An entanglement between sport and its cultural staging is present in the painting Gazzetta dello sport LXXII, 2006, one of four large-format works from a series by Günther Förg (1952–2013). In this composition, Förg overlays his signature grid motif across the freely arranged pink pages of the renowned Italian sports daily newspaper, after which the work is titled. Serving as both surface and subject, La gazzetta dello sport was once the most coveted paper in Italy, signifying the connection between sports and its wider environment of entertainment and popular culture.

In Mandala #15, 2021, by Eddie Martinez (b. 1977), the motif of the tennis ball transcends its secular form. It emerges as a portal, which the artist incorporates into the peripheral lane of an orbit built from gestural marks and fragmented shapes.
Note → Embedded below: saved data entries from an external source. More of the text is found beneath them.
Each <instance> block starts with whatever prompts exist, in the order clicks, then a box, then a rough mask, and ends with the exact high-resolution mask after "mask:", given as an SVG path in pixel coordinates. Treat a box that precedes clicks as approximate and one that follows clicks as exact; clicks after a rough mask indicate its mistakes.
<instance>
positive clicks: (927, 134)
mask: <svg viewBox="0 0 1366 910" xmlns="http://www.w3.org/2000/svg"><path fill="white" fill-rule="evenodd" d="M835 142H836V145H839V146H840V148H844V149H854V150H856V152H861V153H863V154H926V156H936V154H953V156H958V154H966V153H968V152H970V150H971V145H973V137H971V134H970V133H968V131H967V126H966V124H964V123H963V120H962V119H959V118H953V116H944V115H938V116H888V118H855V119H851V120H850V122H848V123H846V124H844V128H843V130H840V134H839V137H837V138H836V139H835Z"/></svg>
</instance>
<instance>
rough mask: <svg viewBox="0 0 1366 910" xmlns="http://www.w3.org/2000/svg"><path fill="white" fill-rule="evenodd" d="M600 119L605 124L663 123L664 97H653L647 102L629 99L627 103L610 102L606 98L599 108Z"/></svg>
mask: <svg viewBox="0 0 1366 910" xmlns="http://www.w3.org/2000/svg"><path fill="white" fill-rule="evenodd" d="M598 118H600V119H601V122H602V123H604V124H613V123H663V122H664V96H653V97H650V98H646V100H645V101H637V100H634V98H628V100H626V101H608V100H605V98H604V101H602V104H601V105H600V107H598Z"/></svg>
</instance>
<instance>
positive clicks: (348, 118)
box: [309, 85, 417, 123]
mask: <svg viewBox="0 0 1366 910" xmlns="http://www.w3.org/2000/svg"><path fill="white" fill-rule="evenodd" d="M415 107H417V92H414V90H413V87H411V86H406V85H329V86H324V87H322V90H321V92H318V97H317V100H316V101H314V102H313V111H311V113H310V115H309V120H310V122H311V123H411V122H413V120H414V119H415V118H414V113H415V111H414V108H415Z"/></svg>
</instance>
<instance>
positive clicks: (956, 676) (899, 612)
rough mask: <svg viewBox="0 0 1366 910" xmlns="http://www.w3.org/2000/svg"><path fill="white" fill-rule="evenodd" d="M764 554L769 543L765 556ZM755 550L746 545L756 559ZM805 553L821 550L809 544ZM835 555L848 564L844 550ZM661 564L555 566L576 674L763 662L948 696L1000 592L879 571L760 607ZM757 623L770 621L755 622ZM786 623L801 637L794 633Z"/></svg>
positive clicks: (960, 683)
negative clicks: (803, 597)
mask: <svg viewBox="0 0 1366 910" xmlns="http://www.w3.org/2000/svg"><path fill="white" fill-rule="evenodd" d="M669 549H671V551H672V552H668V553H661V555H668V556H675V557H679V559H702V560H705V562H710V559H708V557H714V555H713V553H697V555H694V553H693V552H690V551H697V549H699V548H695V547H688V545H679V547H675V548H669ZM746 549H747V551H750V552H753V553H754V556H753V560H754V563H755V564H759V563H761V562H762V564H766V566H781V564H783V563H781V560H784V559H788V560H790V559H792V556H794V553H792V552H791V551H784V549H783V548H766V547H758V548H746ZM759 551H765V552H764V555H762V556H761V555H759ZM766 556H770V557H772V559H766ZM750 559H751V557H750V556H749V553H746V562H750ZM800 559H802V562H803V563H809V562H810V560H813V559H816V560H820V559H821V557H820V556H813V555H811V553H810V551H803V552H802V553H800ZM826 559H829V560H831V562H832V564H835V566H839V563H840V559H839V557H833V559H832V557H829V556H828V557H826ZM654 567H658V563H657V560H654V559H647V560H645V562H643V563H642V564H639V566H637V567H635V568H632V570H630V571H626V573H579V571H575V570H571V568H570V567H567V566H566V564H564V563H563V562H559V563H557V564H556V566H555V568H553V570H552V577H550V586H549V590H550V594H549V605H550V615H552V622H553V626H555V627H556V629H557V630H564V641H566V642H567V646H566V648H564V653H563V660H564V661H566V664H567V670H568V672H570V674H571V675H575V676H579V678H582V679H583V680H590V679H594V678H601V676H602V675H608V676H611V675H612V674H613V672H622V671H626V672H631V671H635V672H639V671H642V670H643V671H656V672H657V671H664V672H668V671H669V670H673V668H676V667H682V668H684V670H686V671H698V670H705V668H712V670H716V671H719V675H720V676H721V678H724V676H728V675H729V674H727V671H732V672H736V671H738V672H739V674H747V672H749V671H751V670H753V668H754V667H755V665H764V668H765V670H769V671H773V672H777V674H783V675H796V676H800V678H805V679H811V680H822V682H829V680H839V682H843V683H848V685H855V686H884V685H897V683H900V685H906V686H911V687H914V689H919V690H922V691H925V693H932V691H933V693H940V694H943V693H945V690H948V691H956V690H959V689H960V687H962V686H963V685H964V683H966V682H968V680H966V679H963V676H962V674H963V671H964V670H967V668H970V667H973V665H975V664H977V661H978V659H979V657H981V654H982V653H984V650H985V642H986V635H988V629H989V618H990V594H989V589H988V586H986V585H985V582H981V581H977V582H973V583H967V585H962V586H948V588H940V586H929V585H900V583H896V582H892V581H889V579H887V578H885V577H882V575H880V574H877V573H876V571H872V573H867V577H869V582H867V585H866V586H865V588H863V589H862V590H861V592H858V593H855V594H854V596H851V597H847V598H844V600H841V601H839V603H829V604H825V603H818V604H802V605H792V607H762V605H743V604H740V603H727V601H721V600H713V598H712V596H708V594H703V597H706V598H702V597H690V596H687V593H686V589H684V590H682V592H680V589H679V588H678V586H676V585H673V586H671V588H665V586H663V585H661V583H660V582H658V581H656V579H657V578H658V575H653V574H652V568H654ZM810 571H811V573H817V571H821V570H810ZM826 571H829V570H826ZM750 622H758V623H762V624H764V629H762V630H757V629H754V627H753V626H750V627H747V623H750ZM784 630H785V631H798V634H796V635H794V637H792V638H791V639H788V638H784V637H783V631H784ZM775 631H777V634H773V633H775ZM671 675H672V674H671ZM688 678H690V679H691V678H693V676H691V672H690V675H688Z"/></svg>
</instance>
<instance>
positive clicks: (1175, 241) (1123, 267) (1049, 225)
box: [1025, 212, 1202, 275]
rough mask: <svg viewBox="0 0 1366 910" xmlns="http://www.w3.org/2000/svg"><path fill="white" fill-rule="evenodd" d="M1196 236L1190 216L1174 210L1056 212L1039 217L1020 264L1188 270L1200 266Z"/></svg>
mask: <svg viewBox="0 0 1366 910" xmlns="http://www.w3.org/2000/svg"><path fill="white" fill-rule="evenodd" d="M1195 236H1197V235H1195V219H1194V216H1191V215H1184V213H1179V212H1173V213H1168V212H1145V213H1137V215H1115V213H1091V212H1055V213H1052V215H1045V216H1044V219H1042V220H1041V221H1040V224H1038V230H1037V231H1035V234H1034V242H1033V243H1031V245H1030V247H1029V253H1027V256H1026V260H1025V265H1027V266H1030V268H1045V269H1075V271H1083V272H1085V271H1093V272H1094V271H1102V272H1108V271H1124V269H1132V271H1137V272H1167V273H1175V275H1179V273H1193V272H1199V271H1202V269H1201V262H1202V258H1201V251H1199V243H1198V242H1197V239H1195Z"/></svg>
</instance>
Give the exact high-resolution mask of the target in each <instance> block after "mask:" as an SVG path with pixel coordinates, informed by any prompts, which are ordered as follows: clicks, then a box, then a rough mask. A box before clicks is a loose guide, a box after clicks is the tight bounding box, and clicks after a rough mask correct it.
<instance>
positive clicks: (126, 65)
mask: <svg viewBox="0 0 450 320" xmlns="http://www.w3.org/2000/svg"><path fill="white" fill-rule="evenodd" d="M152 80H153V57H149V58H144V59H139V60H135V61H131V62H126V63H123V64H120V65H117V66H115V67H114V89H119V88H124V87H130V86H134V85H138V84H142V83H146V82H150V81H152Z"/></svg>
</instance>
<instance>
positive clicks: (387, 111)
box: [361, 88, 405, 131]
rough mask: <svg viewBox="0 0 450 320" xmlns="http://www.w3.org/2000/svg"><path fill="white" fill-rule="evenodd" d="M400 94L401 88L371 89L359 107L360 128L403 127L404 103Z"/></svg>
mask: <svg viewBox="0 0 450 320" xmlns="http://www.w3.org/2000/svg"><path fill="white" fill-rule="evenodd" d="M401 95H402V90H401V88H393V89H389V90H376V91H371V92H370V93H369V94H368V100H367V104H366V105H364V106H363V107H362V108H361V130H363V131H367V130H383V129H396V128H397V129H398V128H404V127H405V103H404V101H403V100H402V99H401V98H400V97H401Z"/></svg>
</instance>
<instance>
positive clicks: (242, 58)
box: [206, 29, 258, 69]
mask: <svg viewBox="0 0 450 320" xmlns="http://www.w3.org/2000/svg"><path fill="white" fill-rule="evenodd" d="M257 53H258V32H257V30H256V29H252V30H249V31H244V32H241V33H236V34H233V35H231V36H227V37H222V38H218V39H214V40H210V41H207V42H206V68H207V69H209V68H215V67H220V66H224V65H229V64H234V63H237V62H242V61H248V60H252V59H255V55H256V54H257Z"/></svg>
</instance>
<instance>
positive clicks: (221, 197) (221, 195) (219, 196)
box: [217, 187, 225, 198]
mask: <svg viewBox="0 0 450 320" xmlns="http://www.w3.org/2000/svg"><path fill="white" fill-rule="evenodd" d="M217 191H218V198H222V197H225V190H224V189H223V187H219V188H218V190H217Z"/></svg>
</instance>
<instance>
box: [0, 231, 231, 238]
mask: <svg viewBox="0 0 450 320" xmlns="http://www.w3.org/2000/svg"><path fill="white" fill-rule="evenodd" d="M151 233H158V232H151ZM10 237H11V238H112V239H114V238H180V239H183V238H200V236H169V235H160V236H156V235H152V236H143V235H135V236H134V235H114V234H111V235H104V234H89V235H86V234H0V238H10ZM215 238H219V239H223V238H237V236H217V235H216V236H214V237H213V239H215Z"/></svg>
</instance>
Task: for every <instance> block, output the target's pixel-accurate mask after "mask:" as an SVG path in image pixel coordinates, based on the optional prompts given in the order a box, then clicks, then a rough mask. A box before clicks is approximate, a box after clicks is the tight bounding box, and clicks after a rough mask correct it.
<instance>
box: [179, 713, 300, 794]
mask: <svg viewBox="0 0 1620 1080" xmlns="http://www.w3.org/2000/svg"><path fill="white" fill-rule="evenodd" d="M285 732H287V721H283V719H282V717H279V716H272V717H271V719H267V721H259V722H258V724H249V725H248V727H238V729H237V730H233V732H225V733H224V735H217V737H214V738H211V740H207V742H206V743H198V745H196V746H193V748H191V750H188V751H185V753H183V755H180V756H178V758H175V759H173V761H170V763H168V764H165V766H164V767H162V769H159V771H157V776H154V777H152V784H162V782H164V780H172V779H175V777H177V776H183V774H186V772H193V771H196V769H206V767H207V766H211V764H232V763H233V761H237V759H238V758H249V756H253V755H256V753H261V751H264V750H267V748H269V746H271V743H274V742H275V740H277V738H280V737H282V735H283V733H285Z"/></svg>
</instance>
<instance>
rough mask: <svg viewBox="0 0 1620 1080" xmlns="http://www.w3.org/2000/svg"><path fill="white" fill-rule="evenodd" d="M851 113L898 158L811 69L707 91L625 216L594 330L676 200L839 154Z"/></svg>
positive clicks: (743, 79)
The Mandala, a historically symmetrical and ordered avatar of spiritual guidance in Buddhist ritual, here transmutes into a sphere of controlled chaos.

In contrast to Martinez’s seemingly spontaneous forms, Untitled (Tomato butterfly 55.64), 2023, by Mark Grotjahn (b. 1968), presents a taut visual language. The tightly calibrated pencil lines of chromatic greens and reds radiate with a centrifugal energy, a dynamic that seems to emanate outward and pull inward simultaneously. Darren Almond’s (b.1971) photographic series Baseline (Star chart), 2025, continues his exploration of the limits of space and the transience of time. From the magnified practice wall of the Nadal Tennis Academy in Manacor, the insignificance of the human being within the universe and our centuries-long fascination with the sublime infinity of the cosmos is brought to the fore.

This similitude to quantum forces continues in Katharina Grosse’s (b. 1961) large-scale painting Untitled, 2023. Dominated by yellows, reds and purples, the artist’s saturated pigments surge across the canvas plane horizontally, evoking the kinetic release of a body or object set in motion.

Across the three sculptures in the exhibition, sport becomes a psychological stage for universal human qualities: endurance, fragility, hope and balance. In Large boxing hare on anvil, 1984, Barry Flanagan (1941–2009) juxtaposes the hare, an animal famed for its agility and wit, with the weight of a heavy blacksmithing tool, creating tension between stillness and motion. The white patinated bronze sculpture, Flo, 2023, by Elmgreen & Dragset (b. 1961 and 1969), depicts an adolescent boy in a tennis outfit, with head bowed, lips pursed, and eyes lowered towards his timidly clutched trophy. With a defeated expression, he invites us to reconsider the narratives of triumph and sacrifice. In Patriot, 2024, Matthew Barney (b. 1967) traces the negative space between colliding football players at the moment of impact. A jersey top hangs limply from the sculpture’s framework, alluding to exhaustion, surrender and pushing one’s body to its limits.

Since antiquity, the human body has been a site on which artists have negotiated the tension between human limitation and the possibility of transcendence. Grace Weaver (b. 1989) draws inspiration from an antique Greek Tanagra statuette, whose pleated skirt and clutched ball suggest the iconography of modern tennis. Painted wet-into-wet with energetic brushwork, the body is depicted in dynamic motion while the face remains enigmatic, suggesting a fundamental tension between physicality and psyche. In Rinus Van de Velde’s (b. 1983) monochrome charcoal self-portrait, During my days off I try it this way, …, 2025, the artist’s alter ego rests beneath a Wimbledon championship blanket. Belonging to a broader series of works where the artist imagines himself as a tennis hero, the composition reflects the potential of transcendence through the act of self-mythologising.

From the conceptual to the environmental, the figurative to the abstract, Break point explores the terrains of transformation, in both body and mind, through diverse artistic gesture.